Hacker News new | ask | show | jobs
by YeGoblynQueenne 1268 days ago
The raindeer in the riddle are in a total ordering, with each following one other, like a linked list. That means we can just... sort them.

We could do that by hand-rolling a sorting algorithm with a custom comparison. Or, if we want to leave time for breakfast, there's SWI-Prolog's predsort/3 that takes as an argument a custom ordering predicate, and then sorts a list of arbitrary Prolog terms according to that ordering.

For example, I define raindeer_order/2 as an ordering predicate, reusing follows/2 from the article above, like this:

  raindeer_order(>,R1,R2):-
          once(follows(R1,R2)).
  raindeer_order(<,R1,R2):-
          once(follows(R2,R1)).
  raindeer_order(=,R,R).
If you squint a bit you'll notice the polarity of "<" and ">" is inverted. That's because follows/2 is an inverse order.

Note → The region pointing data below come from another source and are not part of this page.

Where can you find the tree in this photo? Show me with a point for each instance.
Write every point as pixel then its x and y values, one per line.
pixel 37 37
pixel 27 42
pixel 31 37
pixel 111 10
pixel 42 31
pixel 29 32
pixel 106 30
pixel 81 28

Now we can find all the raindeer and sort them:

  ordered_raindeer(Rs_):-
          setof(R1
               ,R2^(   is_behind(R1,R2)
                   ;   is_behind(R2,R1)
                   )
               ,Rs)
          ,predsort(raindeer_order,Rs,Rs_).
And, at the command line:

  ?- ordered_raindeer(Rs).
  Rs = [prancer, cupid, rudolph, dasher, blitzen, vixen, comet, donder, dancer] ;
  false.
Runs in O(log(n)) :P

(Edit: I think it's n log n actually: follows/2 might have to run the length of the list to compare two reindeer.)

1 comments

Sorting a list of N items in less than O(N) time would be quite a trick.
Meh. Don't know where that came from, sorry.